団塊的“It's me”

喜寿老(きじゅろう77歳)の道草随筆 月・水・金の週と火・木の週交互に投稿。土日祭日休み

家なき女性びと

2020年01月10日 | Weblog

電車に乗ろうとホームに上がった。目の前に髪の毛がモジャモジャで服はボロボロ、手に大きな袋3つを持った女性が立っていた。みな彼女を避けて距離を置いて歩く。私も「一緒にならなければいいが」と思った。

 小学校3年生と4年生の担任教師だった小宮山先生の話を思い出す。小学校では3人の先生が担任だったが、小宮山先生以外の先生が話したことを覚えてはいない。でも小宮山先生の話はいくつも鮮明に覚えている。先生は講談師のように話が上手で心に響いた。

 『昔行基上人というお坊さんがいました。仏さまが、ある時この行基上人を試しました。仏さまは汚い物乞いに化けました。行基上人が前を通ると声をかけ、助けてくれと懇願しました。行基上人は背負って温泉に向かいました。物乞いが「体中のできものが膿(う)んで、ウジがわいて、痛うて、かゆうてたまらんわ。お坊さん、膿をなめて、ウジを吸い取ってくれへんかいな。ほたら少しは治るとおもうんやけど。」行基上人は、膿ただれたところを舐めうじを吸い取りました。行基上人が舐めたところが黄金色に輝き始め、物乞いは光り輝く仏さまに変わりました』

 教室は静まり返っていた。女子で泣きだした子がいた。男子の私でも気持ち悪くなっていた。なんで小宮山先生はこんな気持ちが悪くなるような話をするのだろうかと疑問に思った。小宮山先生は最後に言った。「人をその姿形で判断するな。その人が自分でどうすることもできないことで差別をするな」 心に残った。

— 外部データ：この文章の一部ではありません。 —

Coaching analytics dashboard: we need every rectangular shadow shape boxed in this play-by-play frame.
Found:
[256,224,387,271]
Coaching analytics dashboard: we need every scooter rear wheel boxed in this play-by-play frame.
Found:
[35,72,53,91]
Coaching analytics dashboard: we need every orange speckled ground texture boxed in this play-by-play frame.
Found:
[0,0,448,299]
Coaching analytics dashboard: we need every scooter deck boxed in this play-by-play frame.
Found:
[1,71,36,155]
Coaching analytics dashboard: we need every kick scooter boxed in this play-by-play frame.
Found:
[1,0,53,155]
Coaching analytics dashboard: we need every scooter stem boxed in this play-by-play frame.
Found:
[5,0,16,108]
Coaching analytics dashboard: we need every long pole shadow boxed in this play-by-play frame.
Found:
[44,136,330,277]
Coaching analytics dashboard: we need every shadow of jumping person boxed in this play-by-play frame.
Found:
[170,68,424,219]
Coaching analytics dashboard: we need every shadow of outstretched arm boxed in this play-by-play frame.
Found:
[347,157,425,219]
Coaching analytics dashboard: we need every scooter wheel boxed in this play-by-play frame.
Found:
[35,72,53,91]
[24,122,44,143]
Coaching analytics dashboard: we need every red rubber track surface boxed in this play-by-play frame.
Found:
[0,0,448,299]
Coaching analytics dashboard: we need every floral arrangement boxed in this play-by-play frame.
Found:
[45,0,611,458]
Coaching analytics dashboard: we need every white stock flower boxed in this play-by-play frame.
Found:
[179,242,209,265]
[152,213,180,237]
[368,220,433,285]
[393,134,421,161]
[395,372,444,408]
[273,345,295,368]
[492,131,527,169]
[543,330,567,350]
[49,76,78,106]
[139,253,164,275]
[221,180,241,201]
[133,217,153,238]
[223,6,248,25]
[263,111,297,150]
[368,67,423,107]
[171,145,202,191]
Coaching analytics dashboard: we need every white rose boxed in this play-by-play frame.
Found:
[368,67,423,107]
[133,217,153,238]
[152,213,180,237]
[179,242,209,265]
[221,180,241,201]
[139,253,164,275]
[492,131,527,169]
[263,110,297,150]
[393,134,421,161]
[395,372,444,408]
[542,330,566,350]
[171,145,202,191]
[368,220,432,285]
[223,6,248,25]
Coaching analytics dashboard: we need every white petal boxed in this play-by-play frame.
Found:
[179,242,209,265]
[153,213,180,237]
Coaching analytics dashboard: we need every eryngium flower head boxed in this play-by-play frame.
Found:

 それ以来、物乞いの人や家なき人を見かけると、行基上人のことが頭に浮かぶ。そして自分に問いかける。「お前にできるか?やってみろ」 思ったことはきっと何百回もある。1回もできなかった。行基上人がいかに偉いか身に染みた。

 電車が到着した。私は乗り込んで優先席に腰をおろした。リュックから漢字パズルを取り出して解き始めた。何か異様なニオイが近づいてきた。あの家なき女性だった。大きな荷物を引きずるようにしていた。私の向かい側の優先席の前に立った。ズボンはあちこち破れていた。太ももの裏側、膝から下のふくらはぎ全部が見えていた。女性は歳の頃40歳代か。そんなことはどうでもいい。優先席近辺に誰も近寄らない。私もできれば席を移動したかった。そうしなかったのは、小宮山先生の話が鮮明に浮かんできたからである。

 女性は何と持っていた大きなビニールの袋からチラシのような紙を4枚取り出した。それを3人掛けシートに丁寧に敷いた。3つの袋の底を手で払って袋を紙の上に置いた。ひとつの袋からプラスチックの洗面器がこぼれ落ちた。女性は声を出した。「もう、また落ちる」話せる!日本語!私は行基上人のようには振舞えないが、この女性と話してみたいと思った。好奇心が聞きたいとうずいた。彼女の生い立ち、どうして家なき人なのか、普段の生活、どこで寝て何を食べ…止まらない。何も話せない。私が降りる駅に着いた。開いてはみたものの、ひとつも解くことがなかった漢字パズルをリュックに仕舞った。立ち上がった。

 彼女に自然に目がいった。お互いの目が合った。私はとっさにお辞儀をした。彼女はポカンとした顔で少し頬を緩めた気がした。小宮山先生に会いたいと思った。